This is a book I bought because it either came up as Amazon ‘deal of the day’ or it was a ‘you might also like’ recommendation. Either way this was not a book I’d otherwise heard of or knew of the author. But the premise sounded interested.
Neill works for a tech start-up in Silicon Valley. But he’s not a computer programmer. He was hired because the company is trying to create an AI – artificial intelligence – and to give them a head start and sound grounding information they’re using the diaries of Neill’s late father. As an ‘expert’ in the material it’s Neill’s job to train the AI, ‘talk’ to it and correct its missteps and stumbles on the road to self-awareness – if such a thing is possible.
Alongside this we get Neill’s own story. How he’s faring after his divorce.
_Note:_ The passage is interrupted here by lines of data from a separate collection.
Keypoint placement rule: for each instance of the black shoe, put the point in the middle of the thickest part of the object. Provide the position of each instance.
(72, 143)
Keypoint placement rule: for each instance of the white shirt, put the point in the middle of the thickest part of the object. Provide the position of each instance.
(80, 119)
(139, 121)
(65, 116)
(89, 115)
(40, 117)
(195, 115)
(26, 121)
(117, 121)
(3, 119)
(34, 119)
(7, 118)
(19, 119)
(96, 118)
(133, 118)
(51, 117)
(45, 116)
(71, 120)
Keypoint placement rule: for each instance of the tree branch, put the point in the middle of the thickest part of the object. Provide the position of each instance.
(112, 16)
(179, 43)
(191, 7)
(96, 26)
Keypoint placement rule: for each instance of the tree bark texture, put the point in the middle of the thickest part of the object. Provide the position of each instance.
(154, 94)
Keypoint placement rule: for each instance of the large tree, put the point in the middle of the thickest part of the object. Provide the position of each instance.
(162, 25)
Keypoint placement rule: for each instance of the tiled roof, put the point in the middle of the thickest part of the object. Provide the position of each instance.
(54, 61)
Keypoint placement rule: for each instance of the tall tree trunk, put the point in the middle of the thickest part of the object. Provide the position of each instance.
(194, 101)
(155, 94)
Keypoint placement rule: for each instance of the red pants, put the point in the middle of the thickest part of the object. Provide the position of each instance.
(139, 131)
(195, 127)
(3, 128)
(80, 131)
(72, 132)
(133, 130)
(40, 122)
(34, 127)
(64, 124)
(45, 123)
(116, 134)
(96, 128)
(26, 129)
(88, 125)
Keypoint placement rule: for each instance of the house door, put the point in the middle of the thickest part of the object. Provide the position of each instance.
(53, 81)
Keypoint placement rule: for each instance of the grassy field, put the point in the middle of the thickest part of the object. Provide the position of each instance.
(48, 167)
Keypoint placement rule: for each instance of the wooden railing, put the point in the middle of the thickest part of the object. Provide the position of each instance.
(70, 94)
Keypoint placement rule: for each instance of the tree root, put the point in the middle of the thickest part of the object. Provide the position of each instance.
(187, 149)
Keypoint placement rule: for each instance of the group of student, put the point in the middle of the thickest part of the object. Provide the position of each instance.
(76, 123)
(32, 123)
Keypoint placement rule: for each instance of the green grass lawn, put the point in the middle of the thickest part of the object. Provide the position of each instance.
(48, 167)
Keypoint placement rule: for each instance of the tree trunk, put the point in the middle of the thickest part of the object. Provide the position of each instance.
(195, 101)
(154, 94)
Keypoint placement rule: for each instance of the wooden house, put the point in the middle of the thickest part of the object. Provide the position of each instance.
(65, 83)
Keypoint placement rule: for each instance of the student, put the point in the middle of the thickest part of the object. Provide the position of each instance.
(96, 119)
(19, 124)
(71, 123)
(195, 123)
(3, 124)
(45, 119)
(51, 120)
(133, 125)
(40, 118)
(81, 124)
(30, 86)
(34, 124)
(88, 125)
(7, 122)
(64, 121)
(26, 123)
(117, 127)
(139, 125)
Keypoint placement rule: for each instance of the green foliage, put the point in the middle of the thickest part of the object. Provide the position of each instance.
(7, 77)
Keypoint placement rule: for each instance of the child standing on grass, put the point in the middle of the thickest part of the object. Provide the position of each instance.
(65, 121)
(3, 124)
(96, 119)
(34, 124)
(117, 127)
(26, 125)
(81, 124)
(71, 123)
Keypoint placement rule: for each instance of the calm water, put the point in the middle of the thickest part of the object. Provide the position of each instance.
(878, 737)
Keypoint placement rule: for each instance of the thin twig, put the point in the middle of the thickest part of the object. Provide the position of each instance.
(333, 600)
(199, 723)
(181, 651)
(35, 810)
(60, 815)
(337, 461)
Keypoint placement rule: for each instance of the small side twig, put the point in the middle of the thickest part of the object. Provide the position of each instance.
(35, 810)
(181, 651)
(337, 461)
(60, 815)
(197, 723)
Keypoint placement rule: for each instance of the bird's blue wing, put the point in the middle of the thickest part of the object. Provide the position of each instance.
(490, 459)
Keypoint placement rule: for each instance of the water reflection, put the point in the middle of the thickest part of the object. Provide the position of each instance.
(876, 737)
He’s met a new woman, two in fact, but it’s not all plain sailing and he needs help. That’s when he hits on the idea of asking his “father” to help. Together they try to put together A Working Theory of Love.
I wasn’t quite sure what to expect when I read this book. It’s not overly fascinated by the AI technology although there’s enough detail for that to seem plausible. There’s more in it about Neill’s past, his real father, his mother, his current life and loves than a purely SciFi story would have had. I found it an enjoyable, easy read. Some of the themes are relatively serious – his father is dead and he’s trying to figure out ‘love’ after all – but it was never weighed down by that. I suppose if I had a complaint it would be that there seemed to be a bit of meandering before the novel got to where it was going. However it wasn’t an overly strenuous diversion so that wasn’t a problem.
7/10 – some interesting musings, and some interesting computer-human conversations.